As perguntas foram incómodas, como frequentemente são as boas perguntas. Em Dezembro, uma repórter da Fox em Washington apontou o microfone ao CEO da Apple, Tim Cook, que se encaminhava para encontros com senadores e congressistas:

– Senhor Cook, apoia o direito do povo chinês a protestar? ​Arrepende-se de restringir o acesso ao airdrop [uma funcionalidade para partilha de ficheiros entre dispositivos da Apple], que os manifestantes usam para contornar a vigilância do Governo chinês? Acha que é problemático fazer negócios com o Partido Comunista Chinês, que suprime os direitos humanos?

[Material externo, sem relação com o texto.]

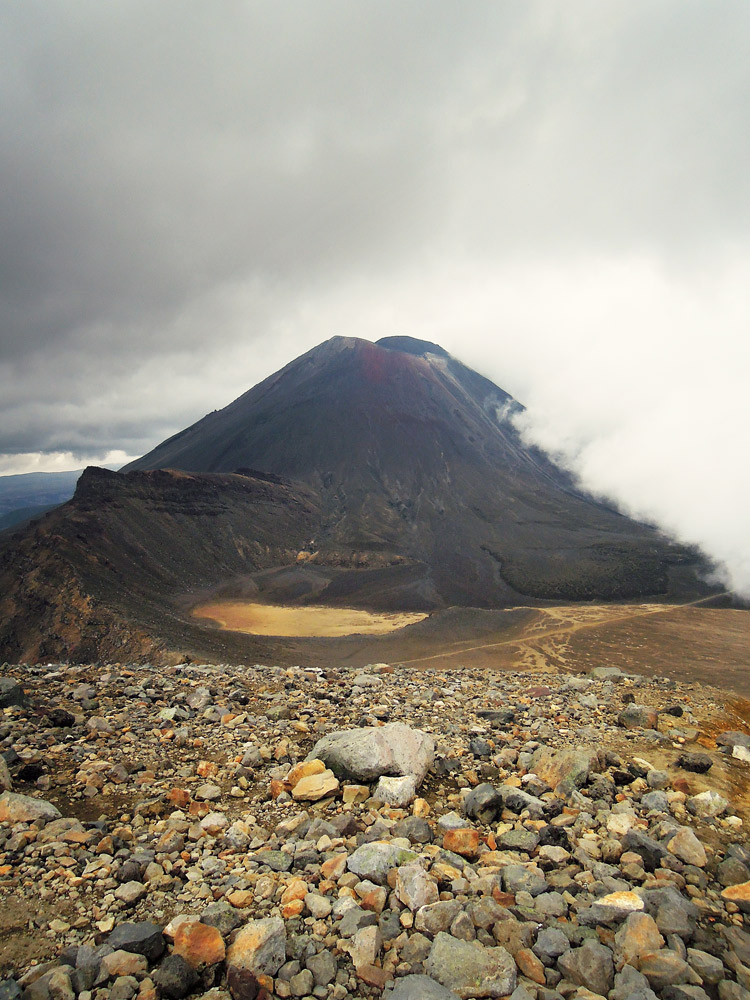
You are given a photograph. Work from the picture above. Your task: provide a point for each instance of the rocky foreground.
(258, 832)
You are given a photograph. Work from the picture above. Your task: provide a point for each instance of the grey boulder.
(368, 753)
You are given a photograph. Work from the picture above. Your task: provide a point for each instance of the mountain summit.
(384, 476)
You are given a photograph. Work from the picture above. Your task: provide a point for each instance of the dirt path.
(310, 620)
(570, 619)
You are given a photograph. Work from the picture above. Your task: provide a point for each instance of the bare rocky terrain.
(206, 830)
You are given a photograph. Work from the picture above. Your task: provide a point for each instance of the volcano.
(386, 476)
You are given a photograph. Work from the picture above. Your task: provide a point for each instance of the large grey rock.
(366, 754)
(469, 969)
(16, 808)
(638, 936)
(733, 738)
(436, 917)
(414, 887)
(260, 947)
(396, 791)
(707, 805)
(419, 988)
(590, 965)
(375, 860)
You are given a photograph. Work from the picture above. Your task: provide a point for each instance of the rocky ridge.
(264, 832)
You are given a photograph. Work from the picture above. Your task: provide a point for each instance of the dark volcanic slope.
(99, 578)
(414, 454)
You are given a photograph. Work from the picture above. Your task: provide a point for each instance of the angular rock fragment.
(366, 754)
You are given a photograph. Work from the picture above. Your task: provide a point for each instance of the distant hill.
(36, 489)
(386, 476)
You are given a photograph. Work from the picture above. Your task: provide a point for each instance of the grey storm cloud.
(557, 191)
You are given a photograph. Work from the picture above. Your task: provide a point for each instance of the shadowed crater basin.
(309, 621)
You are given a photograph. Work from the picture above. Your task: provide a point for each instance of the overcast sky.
(557, 191)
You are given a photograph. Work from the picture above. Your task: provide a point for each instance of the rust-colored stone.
(199, 944)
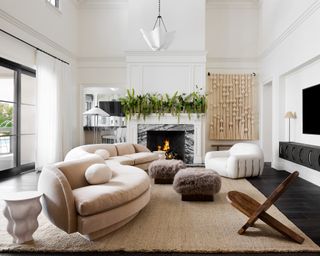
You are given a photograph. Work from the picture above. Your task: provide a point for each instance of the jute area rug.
(169, 225)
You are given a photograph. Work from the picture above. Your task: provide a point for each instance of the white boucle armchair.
(242, 160)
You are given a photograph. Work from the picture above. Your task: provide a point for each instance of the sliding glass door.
(17, 118)
(8, 135)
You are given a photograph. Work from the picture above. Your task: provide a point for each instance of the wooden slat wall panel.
(232, 107)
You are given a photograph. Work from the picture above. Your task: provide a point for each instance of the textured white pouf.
(22, 210)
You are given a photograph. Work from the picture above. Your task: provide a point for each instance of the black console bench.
(303, 154)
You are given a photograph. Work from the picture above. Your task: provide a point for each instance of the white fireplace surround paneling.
(166, 72)
(198, 122)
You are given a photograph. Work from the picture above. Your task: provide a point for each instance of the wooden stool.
(255, 210)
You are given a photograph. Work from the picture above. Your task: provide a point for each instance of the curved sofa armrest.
(76, 153)
(213, 154)
(58, 201)
(237, 164)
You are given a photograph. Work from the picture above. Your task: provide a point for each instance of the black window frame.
(18, 69)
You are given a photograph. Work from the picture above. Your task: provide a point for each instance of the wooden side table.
(22, 210)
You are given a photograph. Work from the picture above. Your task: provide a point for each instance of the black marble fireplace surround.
(176, 132)
(176, 139)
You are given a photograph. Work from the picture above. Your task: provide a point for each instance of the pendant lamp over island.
(159, 38)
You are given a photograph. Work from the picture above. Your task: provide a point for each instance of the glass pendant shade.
(158, 38)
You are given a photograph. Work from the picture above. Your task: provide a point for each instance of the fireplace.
(172, 142)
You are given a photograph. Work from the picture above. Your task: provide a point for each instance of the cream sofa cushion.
(127, 183)
(143, 157)
(121, 160)
(74, 170)
(125, 149)
(103, 153)
(98, 174)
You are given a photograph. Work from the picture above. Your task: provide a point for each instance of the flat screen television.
(113, 108)
(310, 108)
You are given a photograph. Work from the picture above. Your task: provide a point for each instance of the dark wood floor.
(300, 203)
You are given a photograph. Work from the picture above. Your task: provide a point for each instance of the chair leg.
(277, 225)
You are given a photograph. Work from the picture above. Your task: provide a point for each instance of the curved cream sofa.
(73, 205)
(123, 153)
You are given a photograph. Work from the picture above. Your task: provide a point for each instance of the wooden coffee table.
(22, 210)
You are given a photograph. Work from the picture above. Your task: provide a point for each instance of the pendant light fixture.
(159, 38)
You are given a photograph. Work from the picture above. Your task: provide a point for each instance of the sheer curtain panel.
(53, 80)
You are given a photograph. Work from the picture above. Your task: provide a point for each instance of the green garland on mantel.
(160, 104)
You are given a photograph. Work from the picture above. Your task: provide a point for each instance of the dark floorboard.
(300, 203)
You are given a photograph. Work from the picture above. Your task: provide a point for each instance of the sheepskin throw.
(165, 169)
(197, 181)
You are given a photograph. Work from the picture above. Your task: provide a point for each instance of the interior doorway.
(267, 122)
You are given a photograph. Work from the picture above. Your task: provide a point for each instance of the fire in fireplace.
(172, 142)
(169, 153)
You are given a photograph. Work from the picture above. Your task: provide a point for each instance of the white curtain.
(54, 138)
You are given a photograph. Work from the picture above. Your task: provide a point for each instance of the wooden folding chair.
(254, 210)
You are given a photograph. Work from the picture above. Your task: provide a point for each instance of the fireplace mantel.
(153, 119)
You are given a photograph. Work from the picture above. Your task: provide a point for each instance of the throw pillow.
(103, 153)
(98, 174)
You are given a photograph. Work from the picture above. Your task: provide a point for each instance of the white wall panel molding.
(102, 4)
(232, 4)
(313, 8)
(35, 34)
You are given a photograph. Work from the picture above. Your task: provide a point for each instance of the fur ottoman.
(197, 184)
(163, 171)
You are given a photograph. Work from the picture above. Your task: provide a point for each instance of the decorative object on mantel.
(232, 107)
(147, 104)
(96, 112)
(290, 115)
(159, 38)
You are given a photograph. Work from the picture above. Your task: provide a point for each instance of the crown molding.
(102, 62)
(232, 63)
(137, 56)
(35, 34)
(291, 29)
(232, 4)
(165, 53)
(102, 4)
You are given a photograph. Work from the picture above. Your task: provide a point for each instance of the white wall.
(38, 23)
(102, 43)
(186, 17)
(266, 121)
(232, 30)
(290, 46)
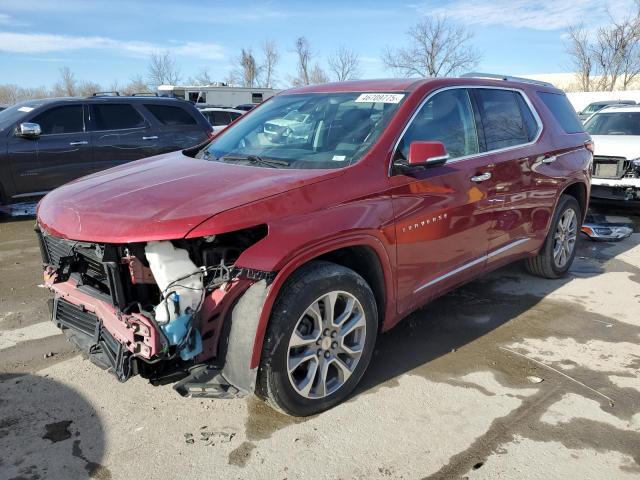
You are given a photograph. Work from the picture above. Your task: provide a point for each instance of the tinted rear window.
(562, 110)
(116, 117)
(168, 115)
(506, 118)
(67, 119)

Cook seguiu o seu caminho, cabisbaixo, sem hesitações e sem uma palavra.

É possível dizer que o circunspecto executivo da Apple nunca faria comentários improvisados para uma televisão à entrada de uma sala de reuniões, independentemente do que fossem as perguntas.

Mas o certo é que a cena resume bem a postura da Apple e de muitas outras empresas ocidentais, que têm na China um mercado importante e, sobretudo, que dependem da enorme capacidade de manufactura chinesa para fabricarem os seus produtos. "Designed in California, Made in China" é o modus operandi da Apple há anos, sem que os consumidores sequer pestanejem e Cook, que está na Apple desde 1998 e cujo primeiro trabalho na empresa foi precisamente reformular as cadeias de produção, sabe melhor do que ninguém que a Apple não se pode dar ao luxo de irritar Pequim.

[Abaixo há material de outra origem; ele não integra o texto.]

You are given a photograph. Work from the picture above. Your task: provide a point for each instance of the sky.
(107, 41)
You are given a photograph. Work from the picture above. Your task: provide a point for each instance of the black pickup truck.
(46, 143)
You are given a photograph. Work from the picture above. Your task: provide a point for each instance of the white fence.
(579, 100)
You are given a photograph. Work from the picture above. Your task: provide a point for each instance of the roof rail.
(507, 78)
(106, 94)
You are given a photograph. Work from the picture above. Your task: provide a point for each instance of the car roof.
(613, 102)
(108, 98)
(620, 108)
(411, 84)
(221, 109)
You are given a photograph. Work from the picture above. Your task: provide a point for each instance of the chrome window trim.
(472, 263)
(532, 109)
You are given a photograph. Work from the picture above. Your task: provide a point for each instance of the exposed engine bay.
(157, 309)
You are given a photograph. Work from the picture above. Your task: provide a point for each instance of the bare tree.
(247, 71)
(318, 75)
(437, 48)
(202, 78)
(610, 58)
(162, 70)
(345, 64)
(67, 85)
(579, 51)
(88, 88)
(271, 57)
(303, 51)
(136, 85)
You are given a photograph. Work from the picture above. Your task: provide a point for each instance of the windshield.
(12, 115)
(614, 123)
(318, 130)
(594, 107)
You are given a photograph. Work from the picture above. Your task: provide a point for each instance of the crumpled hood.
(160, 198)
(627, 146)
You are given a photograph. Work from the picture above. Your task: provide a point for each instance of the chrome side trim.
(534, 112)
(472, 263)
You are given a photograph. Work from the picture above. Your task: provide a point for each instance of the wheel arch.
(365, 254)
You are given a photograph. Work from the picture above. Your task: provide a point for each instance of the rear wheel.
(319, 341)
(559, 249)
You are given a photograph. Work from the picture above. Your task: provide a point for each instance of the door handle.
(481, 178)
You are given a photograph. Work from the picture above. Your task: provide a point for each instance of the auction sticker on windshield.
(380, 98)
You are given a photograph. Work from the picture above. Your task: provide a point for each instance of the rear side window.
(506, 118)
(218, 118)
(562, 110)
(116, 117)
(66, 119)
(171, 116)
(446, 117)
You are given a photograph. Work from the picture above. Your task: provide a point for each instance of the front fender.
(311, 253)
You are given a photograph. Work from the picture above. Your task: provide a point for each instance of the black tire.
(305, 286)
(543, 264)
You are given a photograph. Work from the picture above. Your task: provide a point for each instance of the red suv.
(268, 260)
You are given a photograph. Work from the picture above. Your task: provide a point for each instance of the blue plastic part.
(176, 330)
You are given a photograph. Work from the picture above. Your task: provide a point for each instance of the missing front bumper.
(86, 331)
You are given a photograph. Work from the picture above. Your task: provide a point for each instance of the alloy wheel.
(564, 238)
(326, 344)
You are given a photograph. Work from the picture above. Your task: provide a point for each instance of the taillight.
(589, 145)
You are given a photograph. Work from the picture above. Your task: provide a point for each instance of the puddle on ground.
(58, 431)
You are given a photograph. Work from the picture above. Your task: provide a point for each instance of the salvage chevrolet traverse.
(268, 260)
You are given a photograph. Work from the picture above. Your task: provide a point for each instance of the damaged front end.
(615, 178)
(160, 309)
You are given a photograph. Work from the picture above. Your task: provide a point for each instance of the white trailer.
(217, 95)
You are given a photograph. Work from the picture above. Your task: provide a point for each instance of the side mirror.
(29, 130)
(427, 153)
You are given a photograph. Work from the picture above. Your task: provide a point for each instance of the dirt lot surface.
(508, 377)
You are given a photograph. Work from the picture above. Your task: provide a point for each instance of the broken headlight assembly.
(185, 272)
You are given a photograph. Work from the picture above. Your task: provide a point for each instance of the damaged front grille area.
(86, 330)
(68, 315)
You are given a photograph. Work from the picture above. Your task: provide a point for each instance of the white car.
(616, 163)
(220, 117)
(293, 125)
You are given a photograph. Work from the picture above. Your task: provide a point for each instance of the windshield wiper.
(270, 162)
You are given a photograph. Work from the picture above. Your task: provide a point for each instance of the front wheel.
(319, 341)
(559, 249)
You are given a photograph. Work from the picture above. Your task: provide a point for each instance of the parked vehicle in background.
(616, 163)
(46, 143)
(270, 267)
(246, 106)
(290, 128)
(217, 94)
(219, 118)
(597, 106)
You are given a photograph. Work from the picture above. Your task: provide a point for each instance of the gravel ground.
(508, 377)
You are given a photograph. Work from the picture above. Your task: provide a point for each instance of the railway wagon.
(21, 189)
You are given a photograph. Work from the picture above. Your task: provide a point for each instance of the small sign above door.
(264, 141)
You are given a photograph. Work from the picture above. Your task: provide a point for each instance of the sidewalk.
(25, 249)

Tim Cook está agora na China, onde participou num fórum de alto nível (que o Financial Times descreve como o Davos chinês) e onde também se encontrou com o ministro do Comércio. Durante esta visita, o executivo americano foi mais prolífico nas palavras: "Não podíamos estar mais entusiasmados. A Apple e a China (...) cresceram juntas e por isso esta tem sido uma relação simbiótica". É verdade: a Apple renasceu das cinzas no final da década de 1990 para se tornar, nos anos seguintes, numa das mais importantes empresas do mundo; pela mesma altura, a economia chinesa ganhava um enorme fôlego, na sequência da adesão, em 2001, à Organização Mundial do Comércio. 

Numa altura de tensão nas relações sino-americanas, já foi notado o contraste entre a visita de Cook e a recente audição hostil do CEO do TikTok, Shou Zi Chew​, por parte dos legisladores nos EUA.

A Apple é particularmente dependente da China, mais do que as outras grandes tecnológicas americanas, pela razão simples de que é a única cujo principal negócio é vender dispositivos electrónicos, que requerem montagem em gigantescas cadeias de produção. O negócio da Microsoft, por exemplo, assenta sobretudo em software. A Amazon tem uma presença muito pequena na China, onde outras lojas online, com ecossistemas de compras e pagamentos próprios, captaram os renminbi dos consumidores. A Alphabet vive de anúncios online, num negócio que é muito mais ocidentalizado. A Uber acabou mesmo por assumir a derrota e deixar o mercado chinês.

A "relação simbiótica" pode explicar a postura de Cook. Mas a empresa americana está a tentar diversificar os países de origem dos seus produtos.

A principal aposta é a Índia (que, apesar das falhas, sempre fica uns bons lugares acima no ranking da democracia). No ano passado, e pela primeira vez, a Apple produziu na Índia o seu iPhone topo de gama. O ministro do Comércio e Indústria adiantou que a multinacional já fabrica 5% a 7% dos seus produtos naquele país, e que pretende aumentar essa quota para 25%. (A Índia, um país importante na produção de carros eléctricos, está também a tentar captar o fabrico de Tesla, mas sem sucesso.) 

Mesmo esta mudança não está inteiramente desligada da China. Aliás, tem ligações a um dos focos da atenção geopolítica nos dias que correm: algumas das fábricas que vão trabalhar na Índia para a Apple são subsidiárias da Foxconn, a conhecida fabricante taiwanesa.

Outro país aliciante para as fábricas que fornecem a Apple é o Vietname, onde já são feitos alguns produtos da marca e onde os salários são ainda mais baixos do que os chineses.

Porém, mesmo que tivesse interesse (que não tem), a Apple não tem hipóteses de reduzir drasticamente a sua dependência da China. Não se criam da noite para o dia enormes complexos fabris que são quase cidades, com toda a logística e competências que isso implica. E Tim Cook não tem outra hipótese que não continuar calado quando jornalistas lhe perguntarem por direitos humanos, e continuar a fazer elogios quando for de visita a Pequim.